These phosphorus flame retardants can be used alone or in combination of two or more.
[0041]
The blending amount of the flame retardant is determined according to the required level of flame retardancy, but should be 0.1 to 30 parts by weight with respect to 100 parts by weight of the total amount of the thermoplastic resin and the rubbery polymer. It is. If it is less than 0.1 part by weight, the necessary flame retardant effect is not exhibited. If it exceeds 30 parts by weight, the mechanical strength of the resin is lowered. The range is preferably 1 to 25 parts by weight, and particularly preferably 3 to 22 parts by weight. When a halogen compound is used as the flame retardant, a flame retardant aid can be used to enhance the flame retardant effect. The flame retardant aid is preferably a compound containing an element belonging to VA in the periodic table of elements, and specifically includes a nitrogen-containing compound, a phosphorus-containing compound, antimony oxide, bismuth oxide, and the like. Metal oxides such as iron oxide, zinc oxide, and tin oxide are also effective. Of these, antimony oxide is particularly preferable, and specific examples include antimony trioxide and antimony pentoxide. These flame retardant aids may be used that have been surface-treated for the purpose of improving dispersion in the resin and / or improving the thermal stability of the resin.
[0042]
The addition amount of the flame retardant aid is preferably 0.5 to 20 parts by weight. When the amount is less than 0.5 part, the effect of the flame retardant aid is not sufficient. When the amount exceeds 20 parts by weight, the mechanical strength of the resin And processing fluidity is reduced. More preferably, it is 1-15 weight part, Most preferably, it is 1-10 weight part.

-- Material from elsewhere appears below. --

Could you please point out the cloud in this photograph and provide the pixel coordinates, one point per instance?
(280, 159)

The method for producing the resin composition for forming the molded article of the present invention can be performed by a conventionally known method and is not particularly limited. For example, after mixing each component uniformly with a Henschel mixer, a super mixer, a turnbull mixer, a ribbon blender or the like, there is a method of melt kneading with a single screw extruder, a twin screw extruder, a Banbury mixer, or the like. Further, at that time, it is optional to add additives such as known antioxidants, ultraviolet absorbers, lubricants, mold release agents, antistatic agents, colorants, fillers and the like within the range not impairing the gist of the present invention. .
[0043]
Furthermore, the method for producing the molded article of the present invention from these resin compositions includes extrusion molding, compression molding, injection molding, gas assist molding and the like, and is not particularly limited. However, in order to obtain a molded article having a morphology distributed at a specific ratio according to the present invention, when molding a molded article of the resin composition, the holding condition in the molten state of the resin composition is 10000 Pa · s or less. The time for which the melt viscosity is statically maintained is within 2 minutes, and the time for the solidification condition to be within 30 seconds from the melted state immediately after the start of cooling to the melt viscosity of 30000 Pa · s is within 20 seconds. It is necessary to be molded below. From the melted state immediately after the start of cooling, for example, in injection molding, refers to the time when filling of the resin into the mold cavity has been completed by 95% or more. In addition, the time at which 30000 Pa · s is reached is determined by, for example, measuring the relationship between the resin temperature and the melt viscosity with a rheometer or the like and determining the temperature at which 30000 Pa · s is reached. In actual molding, the change in the resin temperature in the mold is measured with a thermocouple or the like, and the time until the temperature is reached is determined. When the required solidification time exceeds 20 seconds, the rubber-like polymers are aggregated and the impact resistance strength is lowered. Preferably, it is within 10 seconds.
[0044]
If the holding condition in the molten state of the resin composition is statically held at a melt viscosity of 10,000 Pa · s or less exceeds 2 minutes, the resin composition is dispersed in the thermoplastic resin forming the matrix phase. The rubber-like polymer is agglomerated and cannot form the morphology of the present invention, the impact strength is lowered, and the glossiness is also lowered.
If the time required for the cooling and solidification conditions of the resin composition to reach a melt viscosity of 30000 Pa · s from the melted state immediately after the start of cooling exceeds 20 seconds, the resin composition cannot be solidified while maintaining the morphology of the present invention. Rapid aggregation of the polymer occurs, impact strength is reduced, and glossiness is also reduced.
[0045]
DETAILED DESCRIPTION OF THE INVENTION
The measuring method in the Example of this invention is as follows.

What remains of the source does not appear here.